Saturday, August 4, 2007

The Radical Concept of Care

We have been struck by the kindnesses. Accompanying my parents on a medical safari through the Mayo Clinic in Jacksonville, Florida, we have certainly been the beneficiaries of those kindnesses, ourselves. Receptionists, housekeepers, nurses and doctors – everyone we have encountered has beamed a genuine smile, extended a helping and patient hand, and generally made us feel like their sole reason for waking up in the morning has been to make us comfortable, oriented and content. And while that has been a welcomed surprise (those not being my typical adjectives for describing experiences with the medical community), what has amazed us has been the generosity with which those graces have been offered amongst themselves – doctors to nurses, housekeepers to receptionists, and even doctors to each other.

Kindness, rather impatience. Cooperation, rather than competition. Appreciation, rather than presumption. Fundamental respect – as if, in language more familiar to my environs, people generally do recognize, around here, in each other’s faces the very image of God.

It reminds me of a restaurant experience that Lori and I enjoyed a few years ago outside of Portland, Oregon where, because of a serendipitous acquaintance the night before, we were privileged to sit at the counter of the exposed kitchen in the working company of the chef. We were intrigued by the intricate activity – the cooking and the assembling, the staging and the arranging for all the patrons of this busy bistro – but what awed us was the palpable kindness that oiled the movements and the mechanics between preparers and servers. It was a like a gentle ballet, with the kitchen voices amiably calling to the servers, “Amy, please,” or whose ever order was ready at the time.
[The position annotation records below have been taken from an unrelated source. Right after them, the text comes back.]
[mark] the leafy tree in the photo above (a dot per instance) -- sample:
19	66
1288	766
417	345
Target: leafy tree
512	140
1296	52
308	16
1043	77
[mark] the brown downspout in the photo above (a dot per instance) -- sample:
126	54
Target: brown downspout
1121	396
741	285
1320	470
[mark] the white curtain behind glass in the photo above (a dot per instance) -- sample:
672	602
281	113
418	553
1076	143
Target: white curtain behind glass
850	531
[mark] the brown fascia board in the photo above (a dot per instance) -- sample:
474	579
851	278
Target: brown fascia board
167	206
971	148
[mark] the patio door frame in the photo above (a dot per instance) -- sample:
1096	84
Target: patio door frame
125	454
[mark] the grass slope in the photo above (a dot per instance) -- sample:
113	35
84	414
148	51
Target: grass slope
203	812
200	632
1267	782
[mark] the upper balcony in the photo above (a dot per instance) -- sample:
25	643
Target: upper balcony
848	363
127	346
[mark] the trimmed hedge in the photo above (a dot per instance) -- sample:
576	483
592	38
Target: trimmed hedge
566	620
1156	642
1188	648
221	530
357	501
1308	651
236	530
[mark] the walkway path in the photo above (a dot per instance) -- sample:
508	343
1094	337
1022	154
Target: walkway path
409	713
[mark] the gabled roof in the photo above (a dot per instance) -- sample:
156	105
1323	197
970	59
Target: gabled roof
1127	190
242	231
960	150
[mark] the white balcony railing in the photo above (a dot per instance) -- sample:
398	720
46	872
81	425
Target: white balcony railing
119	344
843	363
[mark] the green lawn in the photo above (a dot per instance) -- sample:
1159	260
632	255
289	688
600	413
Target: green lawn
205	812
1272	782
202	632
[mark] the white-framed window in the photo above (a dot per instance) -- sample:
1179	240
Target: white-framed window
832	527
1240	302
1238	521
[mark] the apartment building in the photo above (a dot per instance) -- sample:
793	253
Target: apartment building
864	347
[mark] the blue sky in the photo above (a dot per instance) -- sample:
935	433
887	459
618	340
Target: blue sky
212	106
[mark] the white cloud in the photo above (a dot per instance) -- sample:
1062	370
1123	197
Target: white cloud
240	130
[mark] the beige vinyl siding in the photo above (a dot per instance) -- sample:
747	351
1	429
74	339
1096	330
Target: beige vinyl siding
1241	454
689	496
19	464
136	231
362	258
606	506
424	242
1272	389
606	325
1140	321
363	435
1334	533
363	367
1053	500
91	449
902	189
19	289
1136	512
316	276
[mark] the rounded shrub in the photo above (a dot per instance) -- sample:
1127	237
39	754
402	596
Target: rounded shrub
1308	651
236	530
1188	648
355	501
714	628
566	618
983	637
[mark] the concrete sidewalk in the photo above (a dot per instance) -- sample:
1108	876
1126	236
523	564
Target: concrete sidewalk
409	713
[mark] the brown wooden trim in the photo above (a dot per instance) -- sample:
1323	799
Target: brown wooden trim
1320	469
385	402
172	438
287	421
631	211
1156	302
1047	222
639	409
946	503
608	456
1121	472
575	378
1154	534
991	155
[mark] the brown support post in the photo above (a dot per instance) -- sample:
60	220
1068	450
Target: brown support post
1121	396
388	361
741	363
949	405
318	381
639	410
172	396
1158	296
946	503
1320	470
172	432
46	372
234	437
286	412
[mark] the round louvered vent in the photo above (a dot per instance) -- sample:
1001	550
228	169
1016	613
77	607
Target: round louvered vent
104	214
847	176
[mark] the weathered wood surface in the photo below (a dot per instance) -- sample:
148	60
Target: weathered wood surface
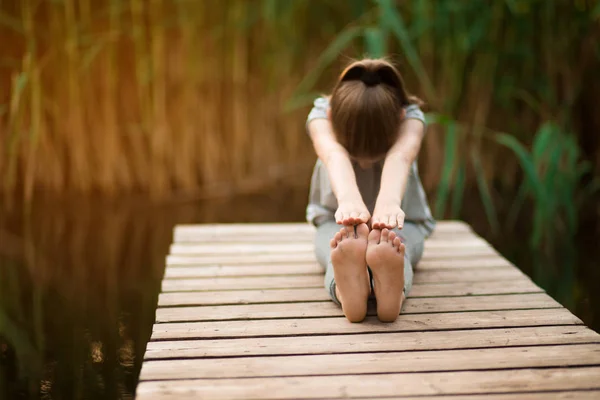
243	315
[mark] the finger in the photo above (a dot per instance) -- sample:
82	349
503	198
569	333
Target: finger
363	217
400	221
343	233
376	223
389	222
345	218
384	235
392	236
338	217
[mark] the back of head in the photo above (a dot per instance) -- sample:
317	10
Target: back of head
366	108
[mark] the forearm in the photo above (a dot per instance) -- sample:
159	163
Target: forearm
394	178
398	162
342	177
336	161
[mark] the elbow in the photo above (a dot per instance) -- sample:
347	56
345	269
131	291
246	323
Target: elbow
400	157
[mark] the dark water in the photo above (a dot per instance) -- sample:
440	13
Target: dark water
79	286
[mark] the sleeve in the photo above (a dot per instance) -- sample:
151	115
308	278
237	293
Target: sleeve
414	112
319	110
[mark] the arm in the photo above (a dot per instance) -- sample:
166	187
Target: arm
394	177
351	208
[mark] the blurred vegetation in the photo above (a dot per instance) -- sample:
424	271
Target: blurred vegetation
186	99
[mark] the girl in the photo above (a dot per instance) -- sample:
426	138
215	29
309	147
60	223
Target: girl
367	135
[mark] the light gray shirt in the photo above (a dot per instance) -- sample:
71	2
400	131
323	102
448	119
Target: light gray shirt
323	204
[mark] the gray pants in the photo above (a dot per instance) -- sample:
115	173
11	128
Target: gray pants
414	238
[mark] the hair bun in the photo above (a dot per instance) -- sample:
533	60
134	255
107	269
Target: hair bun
370	78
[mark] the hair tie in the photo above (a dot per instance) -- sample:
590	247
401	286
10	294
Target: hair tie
370	78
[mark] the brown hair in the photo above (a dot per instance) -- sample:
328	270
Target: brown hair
366	107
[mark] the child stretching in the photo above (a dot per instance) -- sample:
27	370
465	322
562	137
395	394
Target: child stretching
367	135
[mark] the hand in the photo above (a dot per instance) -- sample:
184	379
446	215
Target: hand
352	213
387	216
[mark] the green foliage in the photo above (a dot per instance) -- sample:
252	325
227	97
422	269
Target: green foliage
554	172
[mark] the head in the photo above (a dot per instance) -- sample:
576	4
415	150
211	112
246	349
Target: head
367	108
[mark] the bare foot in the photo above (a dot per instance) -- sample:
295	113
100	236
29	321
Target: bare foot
385	257
350	270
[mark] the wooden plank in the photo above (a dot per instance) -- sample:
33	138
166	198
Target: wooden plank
373	342
337	325
455	288
421	276
240	283
365	363
256	296
555	395
469	275
370	386
279	257
216	248
293	237
206	271
282	227
465	263
329	309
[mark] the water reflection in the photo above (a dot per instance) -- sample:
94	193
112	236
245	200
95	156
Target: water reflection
79	286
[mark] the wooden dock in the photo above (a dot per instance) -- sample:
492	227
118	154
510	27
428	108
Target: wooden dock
243	315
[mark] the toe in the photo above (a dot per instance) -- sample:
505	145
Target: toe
337	237
350	231
374	236
362	230
401	247
343	233
391	237
384	235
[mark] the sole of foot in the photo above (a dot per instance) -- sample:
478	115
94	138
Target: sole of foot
385	257
350	270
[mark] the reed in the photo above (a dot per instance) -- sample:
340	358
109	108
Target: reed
182	98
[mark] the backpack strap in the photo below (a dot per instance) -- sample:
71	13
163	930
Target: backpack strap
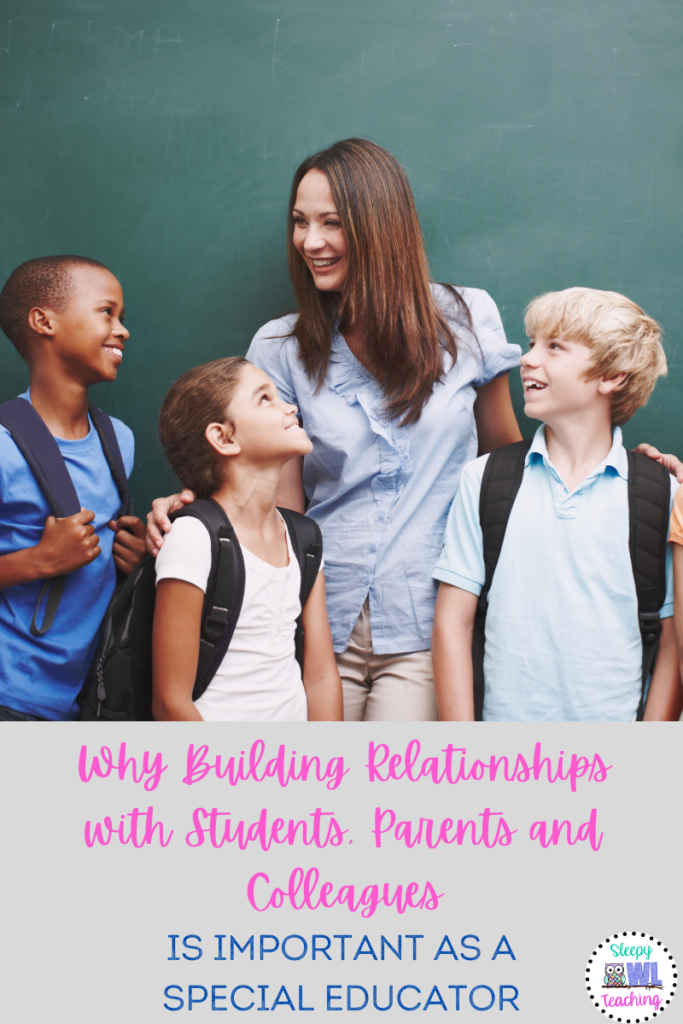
307	546
110	442
42	454
225	589
46	463
500	483
649	495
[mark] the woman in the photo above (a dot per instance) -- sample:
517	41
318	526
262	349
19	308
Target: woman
399	382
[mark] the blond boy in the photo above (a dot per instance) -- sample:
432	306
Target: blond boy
562	639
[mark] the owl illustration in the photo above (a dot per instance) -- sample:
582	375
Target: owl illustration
614	976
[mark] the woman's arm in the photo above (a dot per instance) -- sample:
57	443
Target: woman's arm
175	647
321	677
670	462
665	699
452	653
290	486
497	424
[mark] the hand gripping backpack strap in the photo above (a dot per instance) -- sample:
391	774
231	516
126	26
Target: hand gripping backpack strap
649	494
500	483
46	463
110	442
307	546
225	589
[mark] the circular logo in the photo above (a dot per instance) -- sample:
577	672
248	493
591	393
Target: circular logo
631	977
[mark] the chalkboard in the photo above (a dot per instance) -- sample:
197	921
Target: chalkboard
542	139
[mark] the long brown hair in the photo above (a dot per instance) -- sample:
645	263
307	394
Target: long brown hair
386	291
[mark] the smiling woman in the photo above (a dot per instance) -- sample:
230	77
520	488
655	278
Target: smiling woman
399	383
394	377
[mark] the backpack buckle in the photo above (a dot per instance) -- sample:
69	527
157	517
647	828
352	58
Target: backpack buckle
217	617
650	626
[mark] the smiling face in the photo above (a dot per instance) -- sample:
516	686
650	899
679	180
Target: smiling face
554	376
317	233
264	427
88	332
Kindly respect, which made it difficult for the customers to participate in the experience with anything but the same.

Back at Mayo, we wheeled the chair between clinics and floors, from one lab to another, and sat in one doctor’s presence after another. And without exception, we experienced people looking into our eyes, not simply Mother’s charts. We experienced people listening to her story and to her spirit, not merely to her symptoms.

And we had the unshakable impression that all of these specialists and assistants were not simply accommodating; were not merely fascinated by the physiological conundrums of medical complications. We left with the sense that they genuinely cared.

Imagine that: people, caring about people. What a radical concept.